J’adorais le lycée ! Mais aussi parce que je faisais plein de musique à côté. J’ai fait une section L, littéraire, et j’avais aussi huit heures de musique par semaine au lycée. Une option lourde. Mais ce n’était pas lourd, c’était cool ! J’aimais beaucoup ça. C’est à ce moment-là que où j’ai rencontré les potes avec qui j’ai monté mon label plus tard. Il y en a plusieurs d’ailleurs de cette classe qui ont fait carrière dans la musique. C’était vraiment de belles années !

Quand vous étiez adolescent, pourquoi avez-vous choisi de faire de la musique ?

En fait, mes parents ne voulaient pas que je fasse un cursus scolaire classique. Ils pensaient que j’avais tout intérêt, comme ma sœur, à être dans un cursus alternatif, en faisant de la musique, du sport ou quelque chose d’autre. Ils voulaient que nous nous ouvrions à d’autres disciplines, que nous ne restions pas dans l’enceinte d’un seul établissement scolaire. Comme j’ai des parents très mélomanes et que nous avons été baignés dans la musique, j’ai passé des concours d’entrée aux classes à horaires aménagés. J’avais six/sept ans. Il y avait différents tests. Mais je ne savais pas que je ferai de la musique mon métier. Après, j’ai fait une licence d’histoire et j’ai commencé un master. A l’époque, je commençais déjà à faire des concerts, à jouer les morceaux que j’avais commencé à produite dès le lycée. Après mon premier concert, on m’a rappelé pour rejouer le week-end d’après. Tout a commencé comme ça.

Avez-vous fait un concert dans votre lycée ?

Je faisais de la batterie dans un groupe au lycée et quand j’étais en seconde, nous avons fait un concert dans la cour du lycée. C’était pour la grande fête annuelle, la Fête du printemps. Chaque année, il y avait une scène qui était montée et on faisait toujours des concerts. C’était super.

Qu’auriez-vous fait comme métier si vous n’aviez pas fait de musique ?

C’est une très bonne question… Car j’ai commencé très tôt à faire de la musique et à ne faire que ça, donc je ne sais pas. J’ai donc fait une licence d’histoire après le bac, mais sans penser à de la professionnalisation. J’avais juste envie d’être nourri au niveau intellectuel. Je me suis inscrit dans cette filière car c’est ce qui m’intéressais le plus, qui me passionnait le plus. Mais je n’avais aucune idée de ce que je ferai après. Quand j’étais enfant, je voulais être comédien, faire du cinéma. Alors peut-être que si je ne faisais pas de la musique, je ferais du cinéma maintenant ! (rires)

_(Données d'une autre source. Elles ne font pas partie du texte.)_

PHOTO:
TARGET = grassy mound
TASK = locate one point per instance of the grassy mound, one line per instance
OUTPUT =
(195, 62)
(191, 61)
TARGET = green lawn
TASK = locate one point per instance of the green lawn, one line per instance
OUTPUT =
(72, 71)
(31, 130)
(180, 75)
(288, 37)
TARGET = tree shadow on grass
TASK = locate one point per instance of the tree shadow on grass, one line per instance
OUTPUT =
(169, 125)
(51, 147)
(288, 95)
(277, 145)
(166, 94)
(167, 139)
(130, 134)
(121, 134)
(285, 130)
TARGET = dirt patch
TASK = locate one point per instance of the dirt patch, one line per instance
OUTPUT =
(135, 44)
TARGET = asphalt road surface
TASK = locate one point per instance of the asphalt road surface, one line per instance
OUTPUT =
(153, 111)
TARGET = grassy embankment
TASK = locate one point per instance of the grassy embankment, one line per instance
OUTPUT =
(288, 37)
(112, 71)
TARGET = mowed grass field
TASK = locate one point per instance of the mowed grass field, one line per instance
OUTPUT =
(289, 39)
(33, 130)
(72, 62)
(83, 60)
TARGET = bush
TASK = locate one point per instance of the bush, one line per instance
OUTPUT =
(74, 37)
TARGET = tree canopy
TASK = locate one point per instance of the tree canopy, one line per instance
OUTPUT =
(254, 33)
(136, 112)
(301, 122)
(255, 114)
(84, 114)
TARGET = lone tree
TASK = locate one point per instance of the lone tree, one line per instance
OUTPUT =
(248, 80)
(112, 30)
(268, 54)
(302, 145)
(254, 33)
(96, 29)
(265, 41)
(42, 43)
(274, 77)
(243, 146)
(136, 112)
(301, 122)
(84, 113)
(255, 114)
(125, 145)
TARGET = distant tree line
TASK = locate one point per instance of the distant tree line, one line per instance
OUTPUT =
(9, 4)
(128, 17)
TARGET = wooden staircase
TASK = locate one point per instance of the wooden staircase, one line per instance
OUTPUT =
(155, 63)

Pourquoi avez-vous fait de la musique électronique ?

J’aime profondément la musique électronique. Mais je ne l’ai jamais envisagée comme un style de musique. Ce n’est pas comme le rock ou le hip-hop. La musique électronique, c’est une méthode de production et aussi une catégorie d’instruments. Ce sont des instruments électroniques. Après on peut faire la musique qu’on veut avec des instruments électroniques : cela peut être une musique très calme autant qu’une musique très violente, une musique pour danser ou non. Cette musique est très liée à l’avancée de la technologie, aux logiciels qui se développent, aux machines, aux synthétiseurs. Adolescent, j’ai téléchargé des logiciels de musique parce que c’était facile alors qu’acheter une belle guitare, cela coûtait cher. J’ai commencé comme ça et c’est devenu une méthode de production. Aujourd’hui, dans ma musique, il y a beaucoup de vrais instruments. J’utilise beaucoup de piano, de guitares, des vraies percussions et c’est sur mon ordinateur que j’enregistre tout, que je mixe, que je construis les morceaux. Avant tout, pour moi, la musique électronique est plus une méthode qu’un style !

Qu’est-ce qui vous a plu dans cette musique ?

J’aime la spontanéité avec laquelle on peut composer cette musique. Quand tu as un groupe de rock au lycée, tu fais des morceaux dans ton local de répétition. Tu composes. Tu écris les textes. Et après, il va falloir les enregistrer. Et c’est toujours compliqué de les enregistrer ! Alors que la musique électronique, la composition et l’enregistrement se font en même temps. Ce n’est pas séparé. C’est ça que j’ai adoré. Et en plus tu peux tout faire chez toi, dans ta petite chambre, dans ton home studio.

Combien de temps avez-vous mis pour enregistrer votre dernier album ?

Plus je grandis dans la musique, plus je prends le temps. Parce que forcément, je deviens de plus en plus exigeant. Le morceau qui m’a fait avoir des concerts au tout début, je l’ai enregistré, mixé et masterisé en seulement trois heures. J’avais 18 ans. Pareil pour mon premier maxi. Je l’ai fait rapidement. Maintenant, je mets un an à faire un album parce que je reviens sur les morceaux, je réfléchis…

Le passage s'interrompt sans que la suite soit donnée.